Dr. Livingstone, I Presume: The True Story, Possibly

Dr. Livingstone, I Presume: The True Story, Possibly April 4, 2024

“Dr. Livingstone, I presume.” The famous encounter between journalist Henry Morton Stanley and missionary David Livingstone in 1871 is the stuff of legend. It’s also the stuff of at least a couple of films (Stanley and Livingstone, 1939, starring Spencer Tracy as Stanley; and Forbidden Territory: Stanley’s Search for Livingstone, 1997, starring Aidan Quinn as Stanley and Nigel Hawthorne as Livingstone). And it was the stuff of a Muppets skit starring Bert and Ernie. And a 1968 pop song by the Moody Blues. And a library full of books. And after all this there is some question whether Stanley really said “Dr. Livingstone, I presume,” on meeting Livingstone. We don’t really know. It still makes a great story. But why was this meeting such a big deal?

In the late 19th century, David Livingstone (1813-1873) was one of the most famous people in the western world. He was a Congregationalist missionary and physician admired for his pioneering work in Africa. His writing and lectures are credited with helping to end the East African Arab–Swahili slave trade, a notable accomplishment. In 1866 he returned to Africa on a quest to find the source of the Nile. In the course of this quest he lost contact with the outside world. For six years his admirers around the world didn’t know if he was living or dead.

The New York Herald sent its correspondent Henry Stanley (1841-1904) to Africa to find Livingstone.  And a legend was born that inspired books and films and songs and a Muppets skit more than a century later.

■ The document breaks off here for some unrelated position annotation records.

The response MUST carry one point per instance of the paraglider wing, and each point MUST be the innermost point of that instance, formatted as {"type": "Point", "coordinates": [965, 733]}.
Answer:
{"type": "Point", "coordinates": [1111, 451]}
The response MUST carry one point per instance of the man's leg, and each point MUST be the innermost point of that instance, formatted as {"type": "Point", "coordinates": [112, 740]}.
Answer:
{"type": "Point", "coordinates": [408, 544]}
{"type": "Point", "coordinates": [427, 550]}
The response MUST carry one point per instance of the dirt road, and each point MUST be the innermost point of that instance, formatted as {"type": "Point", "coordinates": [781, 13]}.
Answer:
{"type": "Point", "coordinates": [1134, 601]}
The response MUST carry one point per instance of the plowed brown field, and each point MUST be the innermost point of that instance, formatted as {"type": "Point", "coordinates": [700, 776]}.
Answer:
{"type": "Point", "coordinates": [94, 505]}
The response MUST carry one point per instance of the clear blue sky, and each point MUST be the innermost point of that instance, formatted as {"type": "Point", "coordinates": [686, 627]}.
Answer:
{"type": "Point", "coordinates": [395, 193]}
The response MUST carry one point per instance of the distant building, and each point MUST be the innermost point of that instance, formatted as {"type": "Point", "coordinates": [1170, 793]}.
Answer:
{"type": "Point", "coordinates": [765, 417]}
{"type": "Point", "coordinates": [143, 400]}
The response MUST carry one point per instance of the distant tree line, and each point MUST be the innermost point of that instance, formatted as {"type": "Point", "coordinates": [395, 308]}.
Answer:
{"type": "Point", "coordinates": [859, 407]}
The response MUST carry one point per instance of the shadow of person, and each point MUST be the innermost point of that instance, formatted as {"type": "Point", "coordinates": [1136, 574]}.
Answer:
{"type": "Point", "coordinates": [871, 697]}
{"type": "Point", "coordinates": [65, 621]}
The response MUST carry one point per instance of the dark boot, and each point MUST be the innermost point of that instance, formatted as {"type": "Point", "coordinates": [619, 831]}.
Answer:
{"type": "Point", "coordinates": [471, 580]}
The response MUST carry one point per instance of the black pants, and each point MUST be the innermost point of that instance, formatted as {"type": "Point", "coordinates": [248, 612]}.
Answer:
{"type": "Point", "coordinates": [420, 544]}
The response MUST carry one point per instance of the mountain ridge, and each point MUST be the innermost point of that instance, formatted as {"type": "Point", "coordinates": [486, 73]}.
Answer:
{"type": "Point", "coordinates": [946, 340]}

Dr. Livingstone, I Presume: About David Livingstone

The driving force of David Livingstone’s early life was the reconciliation of his two loves, Christianity and science. He was born into a working class family in Blantyre, Scotland, and began working in a cotton mill at the age of ten. His father Neil taught Sunday School and liked to hand out Christian tracts while engaged in his job as a door-to-door tea salesman. Neil Livingstone read books on theology and Christian missionary work, and this rubbed off on David. But David also developed a deep interest in natural science. As a youth Livingstone was influenced by the work of the Rev. Thomas Dick (1774-1857), a minister and astronomer who wrote about reconciling Christianity and science.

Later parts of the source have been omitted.